“Shiver and quiver, Little Tree,
Silver and gold throw over me!”
Then the bird threw a gold and silver dress down to her, and slippers embroidered with silk and silver. She put on the dress with all speed, and went to the feast.
Her sisters and the mother, however, did not know her, and thought she must be a foreign Princess, for she looked so beautiful in the golden dress. They never once thought of Ash-Maiden, and believed that she was sitting at home in the dirt, picking lentils out of the ashes.
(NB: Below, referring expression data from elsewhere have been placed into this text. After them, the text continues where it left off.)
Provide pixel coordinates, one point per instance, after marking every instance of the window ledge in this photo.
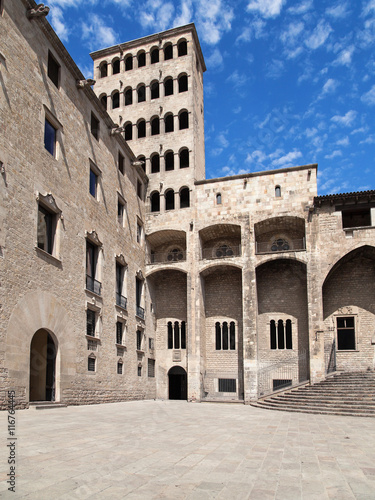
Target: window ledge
(52, 258)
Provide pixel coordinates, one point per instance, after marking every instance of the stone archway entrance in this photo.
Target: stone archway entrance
(43, 350)
(177, 378)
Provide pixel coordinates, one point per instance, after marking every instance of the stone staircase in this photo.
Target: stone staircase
(349, 393)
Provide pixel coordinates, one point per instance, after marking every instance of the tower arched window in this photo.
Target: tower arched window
(155, 163)
(155, 202)
(154, 55)
(128, 62)
(103, 68)
(183, 120)
(115, 66)
(128, 131)
(169, 122)
(141, 127)
(128, 96)
(168, 86)
(115, 100)
(184, 198)
(182, 48)
(141, 93)
(169, 199)
(169, 160)
(184, 158)
(182, 83)
(168, 52)
(154, 90)
(141, 58)
(155, 126)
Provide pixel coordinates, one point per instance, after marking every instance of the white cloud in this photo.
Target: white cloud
(369, 97)
(319, 35)
(287, 160)
(266, 8)
(346, 120)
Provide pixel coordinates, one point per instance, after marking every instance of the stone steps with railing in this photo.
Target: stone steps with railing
(342, 394)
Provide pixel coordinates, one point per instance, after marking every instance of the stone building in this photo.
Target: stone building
(125, 273)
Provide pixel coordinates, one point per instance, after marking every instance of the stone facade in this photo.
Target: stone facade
(125, 277)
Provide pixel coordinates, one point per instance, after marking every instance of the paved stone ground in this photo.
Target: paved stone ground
(178, 450)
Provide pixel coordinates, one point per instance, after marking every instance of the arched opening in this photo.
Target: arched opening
(182, 48)
(154, 55)
(168, 86)
(168, 52)
(177, 378)
(43, 350)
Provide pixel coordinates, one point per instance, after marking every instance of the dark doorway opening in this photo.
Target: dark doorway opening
(177, 383)
(42, 367)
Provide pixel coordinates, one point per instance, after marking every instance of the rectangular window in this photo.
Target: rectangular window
(46, 230)
(90, 322)
(151, 367)
(95, 126)
(345, 333)
(121, 163)
(53, 70)
(50, 133)
(227, 385)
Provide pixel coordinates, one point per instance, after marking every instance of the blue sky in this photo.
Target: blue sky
(287, 83)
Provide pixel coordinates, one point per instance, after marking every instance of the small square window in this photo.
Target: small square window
(95, 126)
(50, 133)
(53, 70)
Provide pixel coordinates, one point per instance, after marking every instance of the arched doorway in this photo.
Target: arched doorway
(42, 367)
(177, 378)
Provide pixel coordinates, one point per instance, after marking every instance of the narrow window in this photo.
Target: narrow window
(116, 100)
(128, 62)
(141, 59)
(94, 126)
(168, 123)
(103, 70)
(183, 120)
(155, 202)
(141, 93)
(155, 126)
(155, 90)
(128, 97)
(154, 55)
(169, 161)
(128, 129)
(345, 334)
(182, 83)
(169, 200)
(155, 163)
(53, 70)
(184, 198)
(184, 158)
(50, 133)
(168, 86)
(91, 364)
(182, 48)
(168, 52)
(141, 126)
(46, 230)
(121, 163)
(116, 66)
(170, 335)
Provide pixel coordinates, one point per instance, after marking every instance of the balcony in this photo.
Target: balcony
(93, 285)
(280, 245)
(221, 252)
(140, 312)
(167, 257)
(121, 301)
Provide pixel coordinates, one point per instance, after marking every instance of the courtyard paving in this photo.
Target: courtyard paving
(178, 450)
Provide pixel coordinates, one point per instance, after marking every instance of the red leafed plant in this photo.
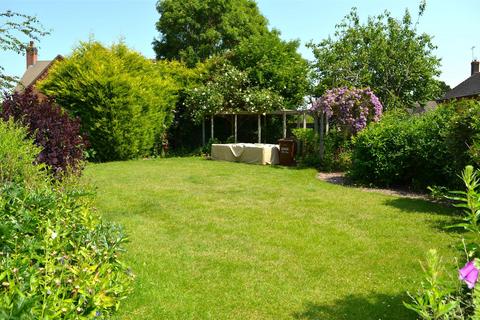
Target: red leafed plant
(51, 127)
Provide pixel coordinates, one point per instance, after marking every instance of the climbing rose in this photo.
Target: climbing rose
(469, 274)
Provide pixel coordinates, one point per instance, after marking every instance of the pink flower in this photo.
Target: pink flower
(469, 274)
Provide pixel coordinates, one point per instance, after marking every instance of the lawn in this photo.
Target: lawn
(217, 240)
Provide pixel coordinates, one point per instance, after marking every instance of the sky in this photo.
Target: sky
(454, 25)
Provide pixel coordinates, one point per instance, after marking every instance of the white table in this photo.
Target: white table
(257, 153)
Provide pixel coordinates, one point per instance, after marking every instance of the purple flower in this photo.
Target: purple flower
(469, 274)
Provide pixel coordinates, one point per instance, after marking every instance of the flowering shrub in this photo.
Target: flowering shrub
(53, 130)
(437, 300)
(17, 156)
(57, 259)
(351, 109)
(230, 90)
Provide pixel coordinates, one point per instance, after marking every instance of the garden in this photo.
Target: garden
(111, 207)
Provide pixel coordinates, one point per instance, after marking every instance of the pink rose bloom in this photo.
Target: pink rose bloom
(469, 274)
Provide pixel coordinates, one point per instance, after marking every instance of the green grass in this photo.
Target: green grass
(218, 240)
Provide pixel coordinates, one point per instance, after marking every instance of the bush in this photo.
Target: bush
(124, 100)
(417, 151)
(18, 154)
(337, 153)
(58, 135)
(439, 297)
(57, 259)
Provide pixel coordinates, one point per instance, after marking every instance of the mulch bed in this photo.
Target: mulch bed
(339, 178)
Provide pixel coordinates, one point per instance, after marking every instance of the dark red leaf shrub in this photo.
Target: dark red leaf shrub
(50, 126)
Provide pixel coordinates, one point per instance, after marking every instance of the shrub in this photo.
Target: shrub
(308, 154)
(124, 100)
(58, 260)
(441, 299)
(58, 135)
(18, 154)
(408, 150)
(349, 109)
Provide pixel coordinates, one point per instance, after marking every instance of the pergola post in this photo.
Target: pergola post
(322, 134)
(235, 128)
(211, 129)
(203, 131)
(259, 128)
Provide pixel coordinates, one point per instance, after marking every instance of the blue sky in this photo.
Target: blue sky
(454, 25)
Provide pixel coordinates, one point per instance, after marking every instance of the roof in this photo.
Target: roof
(469, 87)
(35, 72)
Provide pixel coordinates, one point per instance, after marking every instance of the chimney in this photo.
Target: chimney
(32, 54)
(475, 66)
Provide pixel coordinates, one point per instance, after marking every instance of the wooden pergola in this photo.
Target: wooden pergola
(283, 113)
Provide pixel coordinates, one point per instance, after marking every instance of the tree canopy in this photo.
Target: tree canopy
(386, 54)
(274, 64)
(194, 30)
(16, 29)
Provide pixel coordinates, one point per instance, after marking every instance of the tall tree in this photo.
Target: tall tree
(194, 30)
(274, 64)
(386, 54)
(16, 29)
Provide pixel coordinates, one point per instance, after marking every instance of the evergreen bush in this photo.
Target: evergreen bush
(124, 100)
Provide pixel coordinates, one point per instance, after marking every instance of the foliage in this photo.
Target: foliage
(420, 150)
(349, 109)
(125, 101)
(13, 27)
(434, 301)
(469, 201)
(274, 64)
(18, 154)
(308, 154)
(58, 260)
(229, 90)
(438, 300)
(58, 135)
(408, 150)
(337, 155)
(385, 54)
(194, 30)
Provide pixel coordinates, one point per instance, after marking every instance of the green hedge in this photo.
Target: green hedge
(420, 150)
(58, 260)
(124, 100)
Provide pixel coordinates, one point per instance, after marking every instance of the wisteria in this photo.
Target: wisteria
(349, 108)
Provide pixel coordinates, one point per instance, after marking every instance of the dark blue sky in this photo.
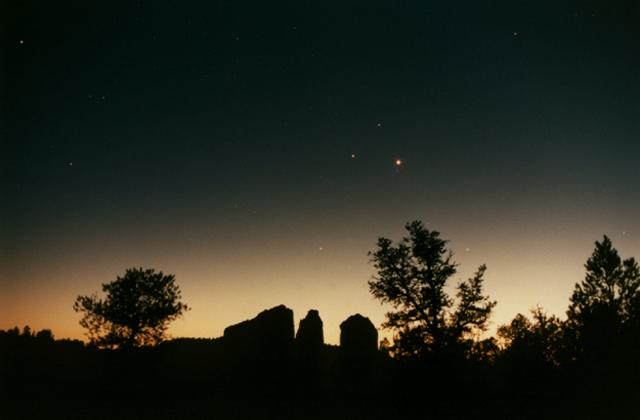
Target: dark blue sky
(214, 140)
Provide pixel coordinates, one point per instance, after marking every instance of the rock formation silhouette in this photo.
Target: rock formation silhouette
(310, 334)
(358, 336)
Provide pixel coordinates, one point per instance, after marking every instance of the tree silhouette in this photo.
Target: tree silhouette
(412, 276)
(537, 343)
(136, 311)
(605, 306)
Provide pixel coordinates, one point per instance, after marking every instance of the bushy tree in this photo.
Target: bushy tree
(412, 276)
(604, 312)
(539, 342)
(136, 312)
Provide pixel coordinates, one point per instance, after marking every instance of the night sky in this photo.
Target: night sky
(251, 148)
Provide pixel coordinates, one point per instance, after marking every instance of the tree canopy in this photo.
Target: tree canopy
(412, 276)
(136, 311)
(605, 307)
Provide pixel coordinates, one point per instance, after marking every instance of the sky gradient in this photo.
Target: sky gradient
(251, 150)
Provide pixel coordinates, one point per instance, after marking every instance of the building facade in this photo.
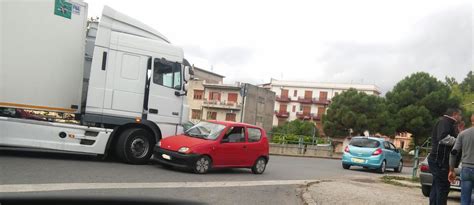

The Prince went to meet her, took her by the hand, and he danced with her. He would dance with no other maiden, and never let go of her hand. And if any one else came to invite her, he said, “This is my partner.”
She danced till it was evening, and then she wanted to go home. But the King’s Son said, “I will go with you and bear you company,” for he wished to see to whom the beautiful maiden belonged.
She escaped from him, however, and sprang into the pigeon-house. The King’s Son waited until her father came, and then he told him that the stranger maiden had leapt into the pigeon-house. The old man thought, “Can it be Ash-Maiden?” and they had to bring him an axe and a pickaxe that he might hew the pigeon-house to pieces, but no one was inside it.
And when they got home, Ash-Maiden lay in her dirty clothes among the ashes, and a dim little oil-lamp was burning on the mantelpiece. For Ash-Maiden had jumped quickly down from the back of the pigeon-house, and had run to the little hazel-tree. There she had taken off her beautiful clothes and laid them on the grave, and the bird had taken them away again. Then she had placed herself in the kitchen amongst the ashes, in her gray gown.
Next day, when the feast began afresh, and her parents and the sisters had gone once more, Ash-Maiden went to the hazel-tree, and said:
“Shiver and quiver, Little Tree,
Silver and gold throw over me!”
Then the bird threw down a much more beautiful dress than on the preceding day. And when Ash-Maiden appeared at the feast in this dress, every one was astonished at her beauty.